Table 2.
Model performance for the MKL model distinguishing between the different classes of children
| Model MKL | Balanced accuracy (%) | True positives/Total positives | True negatives/Total negatives | AUCROC | 
|---|---|---|---|---|
| [TYP] vs. [DD] | 44.05 (P = 0.75) | 18/42 | 19/42 | 0.41 | 
| [TYP] vs. [DCD] | 57.50 (P = 0.27) | 14/20 | 9/20 | 0.60 | 
| [TYP] vs. [COM] | 75.86 (P = 0.005) | 23/29 | 21/29 | 0.80 | 
| [DD] vs. [DCD] | 45.50 (P = 0.76) | 9/20 | 8/20 | 0.51 | 
| [DD] vs. [COM] | 46.55 (P = 0.67) | 13/29 | 14/29 | 0.52 | 
| [DCD] vs. [COM] | 47.50 (P = 0.61) | 11/20 | 8/20 | 0.41 | 
| [TYP] vs. [DCD-COM] | 71.43 (P = 0.001) | 30/42 | 30/42 | 0.75 | 
| [TYP] vs. [DD-COM] | 63.10 (P = 0.04) | 28/42 | 25/42 | 0.67 | 
All significant MKL models survived FDR correction.

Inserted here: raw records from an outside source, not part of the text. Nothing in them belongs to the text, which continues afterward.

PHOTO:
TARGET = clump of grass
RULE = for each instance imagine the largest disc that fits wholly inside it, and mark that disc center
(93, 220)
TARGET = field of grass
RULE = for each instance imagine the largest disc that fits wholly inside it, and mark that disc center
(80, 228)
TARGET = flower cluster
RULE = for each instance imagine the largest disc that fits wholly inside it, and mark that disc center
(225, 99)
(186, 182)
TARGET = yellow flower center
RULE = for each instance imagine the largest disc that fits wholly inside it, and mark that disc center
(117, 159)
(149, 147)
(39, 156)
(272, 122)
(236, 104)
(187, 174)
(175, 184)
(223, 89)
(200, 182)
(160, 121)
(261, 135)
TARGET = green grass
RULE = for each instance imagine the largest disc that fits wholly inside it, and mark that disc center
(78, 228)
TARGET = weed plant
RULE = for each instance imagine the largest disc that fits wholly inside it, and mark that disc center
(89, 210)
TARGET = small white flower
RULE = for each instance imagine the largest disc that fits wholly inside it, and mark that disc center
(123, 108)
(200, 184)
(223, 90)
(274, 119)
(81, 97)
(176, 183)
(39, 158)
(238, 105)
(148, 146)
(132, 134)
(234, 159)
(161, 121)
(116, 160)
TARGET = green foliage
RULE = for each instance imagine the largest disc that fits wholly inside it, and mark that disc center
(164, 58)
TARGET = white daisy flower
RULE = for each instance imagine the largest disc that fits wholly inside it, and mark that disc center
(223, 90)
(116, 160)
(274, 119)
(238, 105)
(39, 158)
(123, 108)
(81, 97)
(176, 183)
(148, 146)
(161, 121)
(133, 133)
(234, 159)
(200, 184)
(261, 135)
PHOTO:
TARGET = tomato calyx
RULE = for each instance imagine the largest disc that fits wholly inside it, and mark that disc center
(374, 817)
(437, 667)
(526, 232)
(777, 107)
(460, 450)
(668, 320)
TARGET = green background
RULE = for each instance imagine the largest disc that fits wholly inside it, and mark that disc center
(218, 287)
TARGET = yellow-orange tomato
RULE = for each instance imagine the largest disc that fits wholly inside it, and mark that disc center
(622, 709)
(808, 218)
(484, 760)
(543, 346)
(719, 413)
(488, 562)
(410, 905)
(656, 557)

Binary classifier performance is summarized through 3 measures: balanced accuracy, true positives/negatives that represent the number of children classified correctly as belonging to class1/class2, and the AUC of the receiver operator characteristic curve (1 represents perfect performance, 0.5 represents random performance).